Counting soulsBy Ken Gingerich Albuquerque, N.M.
“Mennonite Church USA Membership Drops” (Jan. 21) suggests we need a broader conversation about the meaning of membership. Who belongs is important, but the framework for the question has changed dramatically.
It’s not like 1961, when at the age of 11 I was baptized into membership at Clinton Brick Mennonite Church in Elkhart County, Ind., and became a statistical part of the Mennonite church. This reflects a bit of acquiescence to a Christendom model of counting souls and defining turf. But church membership looks and feels very different today. It should.
I now live in New Mexico and am a participating member at Albuquerque Mennonite Church. We recovenant every January. It’s a big deal, and we love to celebrate our commitment to following Jesus together. But the 75 or so folks who comprise the legal definition of our membership represent only about a third of those who also claim AMC as their congregation.
So what statistics should MC USA use when counting us? The 75 signing members, or the roughly 100 regular attenders? The additional 50 or so who consider themselves active in the community but don’t make it to church every Sunday, or another 50 or so who would tell you they claim AMC as their congregation, even though they participate only occasionally? What about those who participate in a small group but don’t enjoy larger worship gatherings? Or local guys who play with the AMC “Doves” softball team and join the prayer circle after each game but never find their way into the “center” of the congregation?

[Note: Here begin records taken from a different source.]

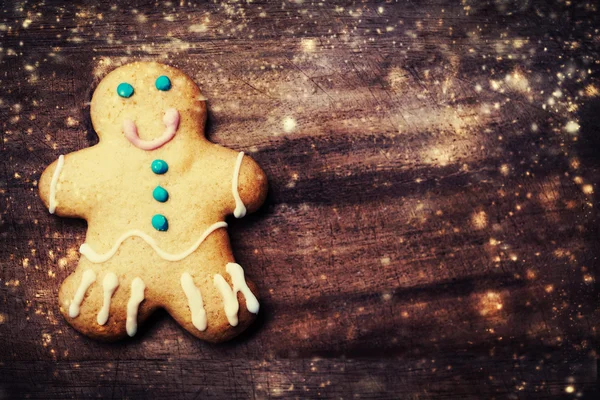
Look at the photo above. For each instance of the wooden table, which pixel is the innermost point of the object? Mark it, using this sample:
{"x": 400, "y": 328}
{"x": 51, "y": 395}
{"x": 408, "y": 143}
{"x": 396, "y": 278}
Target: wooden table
{"x": 431, "y": 229}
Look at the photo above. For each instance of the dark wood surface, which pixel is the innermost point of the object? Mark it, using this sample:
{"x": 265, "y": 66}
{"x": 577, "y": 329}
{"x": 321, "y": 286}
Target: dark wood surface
{"x": 431, "y": 229}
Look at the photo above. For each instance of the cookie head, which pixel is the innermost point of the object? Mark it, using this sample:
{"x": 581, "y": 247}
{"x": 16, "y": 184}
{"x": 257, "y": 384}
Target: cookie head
{"x": 148, "y": 104}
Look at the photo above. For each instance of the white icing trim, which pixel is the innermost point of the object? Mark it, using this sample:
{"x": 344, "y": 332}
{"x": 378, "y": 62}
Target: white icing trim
{"x": 94, "y": 257}
{"x": 230, "y": 303}
{"x": 87, "y": 278}
{"x": 137, "y": 296}
{"x": 240, "y": 208}
{"x": 195, "y": 303}
{"x": 110, "y": 284}
{"x": 54, "y": 182}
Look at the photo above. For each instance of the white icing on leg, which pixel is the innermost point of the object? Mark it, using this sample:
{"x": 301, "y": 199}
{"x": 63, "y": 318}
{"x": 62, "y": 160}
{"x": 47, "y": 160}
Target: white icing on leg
{"x": 195, "y": 303}
{"x": 137, "y": 296}
{"x": 110, "y": 284}
{"x": 240, "y": 208}
{"x": 87, "y": 278}
{"x": 230, "y": 303}
{"x": 96, "y": 258}
{"x": 54, "y": 182}
{"x": 239, "y": 285}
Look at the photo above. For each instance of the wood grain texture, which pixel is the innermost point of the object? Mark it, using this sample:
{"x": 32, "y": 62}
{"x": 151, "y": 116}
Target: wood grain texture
{"x": 431, "y": 229}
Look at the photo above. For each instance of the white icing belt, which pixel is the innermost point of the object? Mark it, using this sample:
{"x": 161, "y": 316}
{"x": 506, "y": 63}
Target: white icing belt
{"x": 96, "y": 258}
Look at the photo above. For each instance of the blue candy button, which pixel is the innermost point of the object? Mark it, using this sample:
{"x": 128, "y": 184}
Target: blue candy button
{"x": 163, "y": 83}
{"x": 160, "y": 223}
{"x": 160, "y": 194}
{"x": 159, "y": 167}
{"x": 125, "y": 90}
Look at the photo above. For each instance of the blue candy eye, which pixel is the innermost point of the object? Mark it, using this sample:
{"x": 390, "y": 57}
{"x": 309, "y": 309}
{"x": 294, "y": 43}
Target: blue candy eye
{"x": 163, "y": 83}
{"x": 125, "y": 90}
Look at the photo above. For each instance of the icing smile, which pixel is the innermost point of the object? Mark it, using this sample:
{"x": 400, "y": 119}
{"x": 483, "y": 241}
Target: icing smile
{"x": 171, "y": 121}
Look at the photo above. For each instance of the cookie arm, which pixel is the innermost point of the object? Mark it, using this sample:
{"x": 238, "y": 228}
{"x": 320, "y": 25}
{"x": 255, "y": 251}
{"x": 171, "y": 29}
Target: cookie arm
{"x": 252, "y": 185}
{"x": 58, "y": 187}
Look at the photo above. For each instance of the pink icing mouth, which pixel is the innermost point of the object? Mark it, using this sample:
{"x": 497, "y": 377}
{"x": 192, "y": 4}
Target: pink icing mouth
{"x": 171, "y": 121}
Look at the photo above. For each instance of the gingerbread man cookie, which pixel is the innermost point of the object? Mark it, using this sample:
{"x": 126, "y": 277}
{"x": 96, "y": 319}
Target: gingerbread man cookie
{"x": 155, "y": 194}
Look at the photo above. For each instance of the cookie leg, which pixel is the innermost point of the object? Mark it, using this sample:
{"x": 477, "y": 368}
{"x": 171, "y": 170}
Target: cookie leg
{"x": 103, "y": 306}
{"x": 210, "y": 307}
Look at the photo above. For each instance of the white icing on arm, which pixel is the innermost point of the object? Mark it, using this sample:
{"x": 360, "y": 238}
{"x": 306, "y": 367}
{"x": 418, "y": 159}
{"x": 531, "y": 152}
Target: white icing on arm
{"x": 195, "y": 303}
{"x": 240, "y": 208}
{"x": 137, "y": 296}
{"x": 54, "y": 182}
{"x": 110, "y": 284}
{"x": 87, "y": 278}
{"x": 96, "y": 258}
{"x": 230, "y": 303}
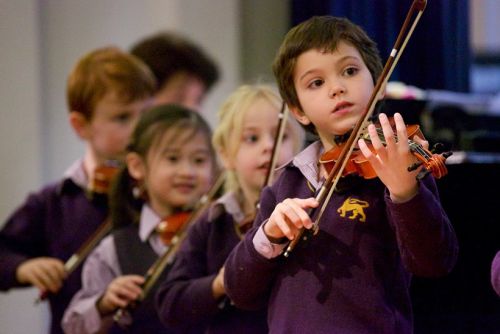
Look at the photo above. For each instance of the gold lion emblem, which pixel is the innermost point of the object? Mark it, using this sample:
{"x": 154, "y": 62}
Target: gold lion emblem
{"x": 355, "y": 206}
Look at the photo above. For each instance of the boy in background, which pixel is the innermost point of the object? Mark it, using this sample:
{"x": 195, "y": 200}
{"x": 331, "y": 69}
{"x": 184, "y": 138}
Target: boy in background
{"x": 106, "y": 92}
{"x": 184, "y": 72}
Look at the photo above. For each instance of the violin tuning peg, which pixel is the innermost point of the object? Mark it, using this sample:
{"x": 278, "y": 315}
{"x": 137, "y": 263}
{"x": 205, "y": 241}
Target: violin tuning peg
{"x": 414, "y": 166}
{"x": 422, "y": 173}
{"x": 447, "y": 154}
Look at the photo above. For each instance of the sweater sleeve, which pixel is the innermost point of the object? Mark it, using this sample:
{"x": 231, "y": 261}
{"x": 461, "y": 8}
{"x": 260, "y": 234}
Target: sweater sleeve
{"x": 185, "y": 298}
{"x": 248, "y": 274}
{"x": 495, "y": 273}
{"x": 100, "y": 268}
{"x": 425, "y": 236}
{"x": 21, "y": 239}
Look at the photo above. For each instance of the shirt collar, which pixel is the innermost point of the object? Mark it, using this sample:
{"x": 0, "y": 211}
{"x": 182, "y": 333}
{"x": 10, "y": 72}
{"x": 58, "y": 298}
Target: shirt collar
{"x": 307, "y": 162}
{"x": 148, "y": 223}
{"x": 76, "y": 173}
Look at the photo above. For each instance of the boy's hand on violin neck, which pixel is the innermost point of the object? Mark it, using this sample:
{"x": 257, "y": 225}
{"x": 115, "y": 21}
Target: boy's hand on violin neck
{"x": 391, "y": 161}
{"x": 46, "y": 273}
{"x": 120, "y": 293}
{"x": 289, "y": 217}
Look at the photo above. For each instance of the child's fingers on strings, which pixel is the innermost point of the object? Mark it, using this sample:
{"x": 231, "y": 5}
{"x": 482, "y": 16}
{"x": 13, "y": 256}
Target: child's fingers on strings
{"x": 389, "y": 138}
{"x": 401, "y": 132}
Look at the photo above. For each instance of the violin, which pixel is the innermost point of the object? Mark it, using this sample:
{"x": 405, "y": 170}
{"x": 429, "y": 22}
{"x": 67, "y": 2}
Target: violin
{"x": 180, "y": 223}
{"x": 357, "y": 164}
{"x": 100, "y": 186}
{"x": 344, "y": 157}
{"x": 168, "y": 227}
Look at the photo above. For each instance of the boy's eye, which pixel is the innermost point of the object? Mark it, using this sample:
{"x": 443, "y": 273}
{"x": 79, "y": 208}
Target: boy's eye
{"x": 172, "y": 158}
{"x": 350, "y": 71}
{"x": 316, "y": 83}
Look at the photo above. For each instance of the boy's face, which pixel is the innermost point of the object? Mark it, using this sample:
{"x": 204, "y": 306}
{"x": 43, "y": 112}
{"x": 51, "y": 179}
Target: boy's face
{"x": 333, "y": 90}
{"x": 108, "y": 132}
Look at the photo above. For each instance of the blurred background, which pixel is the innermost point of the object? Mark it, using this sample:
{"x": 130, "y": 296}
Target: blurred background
{"x": 448, "y": 81}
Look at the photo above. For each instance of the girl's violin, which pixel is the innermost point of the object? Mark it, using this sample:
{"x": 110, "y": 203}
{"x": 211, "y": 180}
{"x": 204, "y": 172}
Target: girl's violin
{"x": 358, "y": 165}
{"x": 168, "y": 227}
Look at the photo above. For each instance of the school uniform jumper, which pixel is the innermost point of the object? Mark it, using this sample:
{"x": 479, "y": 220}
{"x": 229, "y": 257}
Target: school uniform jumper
{"x": 186, "y": 296}
{"x": 53, "y": 222}
{"x": 128, "y": 250}
{"x": 354, "y": 275}
{"x": 495, "y": 273}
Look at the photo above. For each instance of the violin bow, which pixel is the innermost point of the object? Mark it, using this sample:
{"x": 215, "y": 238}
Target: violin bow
{"x": 157, "y": 268}
{"x": 324, "y": 194}
{"x": 77, "y": 258}
{"x": 282, "y": 119}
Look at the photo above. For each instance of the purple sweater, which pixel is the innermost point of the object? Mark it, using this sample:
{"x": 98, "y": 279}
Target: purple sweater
{"x": 185, "y": 298}
{"x": 54, "y": 222}
{"x": 354, "y": 275}
{"x": 495, "y": 273}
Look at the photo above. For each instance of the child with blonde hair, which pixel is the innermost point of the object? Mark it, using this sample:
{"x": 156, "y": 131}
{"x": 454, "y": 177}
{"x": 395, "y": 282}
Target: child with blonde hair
{"x": 194, "y": 290}
{"x": 352, "y": 275}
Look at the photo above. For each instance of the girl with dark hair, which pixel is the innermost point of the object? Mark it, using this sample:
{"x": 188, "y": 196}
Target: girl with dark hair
{"x": 169, "y": 166}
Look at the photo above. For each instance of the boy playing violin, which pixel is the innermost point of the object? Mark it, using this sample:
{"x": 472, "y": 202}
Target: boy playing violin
{"x": 106, "y": 92}
{"x": 353, "y": 276}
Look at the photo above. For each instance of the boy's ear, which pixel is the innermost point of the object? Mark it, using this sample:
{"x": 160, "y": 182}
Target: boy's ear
{"x": 300, "y": 116}
{"x": 135, "y": 166}
{"x": 79, "y": 124}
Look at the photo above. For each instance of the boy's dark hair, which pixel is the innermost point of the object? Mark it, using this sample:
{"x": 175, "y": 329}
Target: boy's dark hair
{"x": 167, "y": 54}
{"x": 104, "y": 70}
{"x": 125, "y": 206}
{"x": 324, "y": 33}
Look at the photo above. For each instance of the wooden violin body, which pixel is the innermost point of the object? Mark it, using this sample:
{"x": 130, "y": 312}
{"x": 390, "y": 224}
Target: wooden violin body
{"x": 357, "y": 164}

We are a church of 75 covenanted members or a community of more than 200 folks. Are we a bounded set defined by official membership or a centered set with more porous boundaries — or both?
My hope is that MC USA is able to focus its energies on being a dynamic, changing, relevant community of disciples that balances a healthy sense of institution (membership) with an awareness that God is opening doors faster than we can build rooms to accommodate the newness.
I’m convinced that despite the size of our community, the health and vigor of our faith is strong and vital. I don’t envision Mennonites will ever have a majority voice within the global Christian community. But we have been given a strong witness despite our small size. That’s what I’d hate to trade away.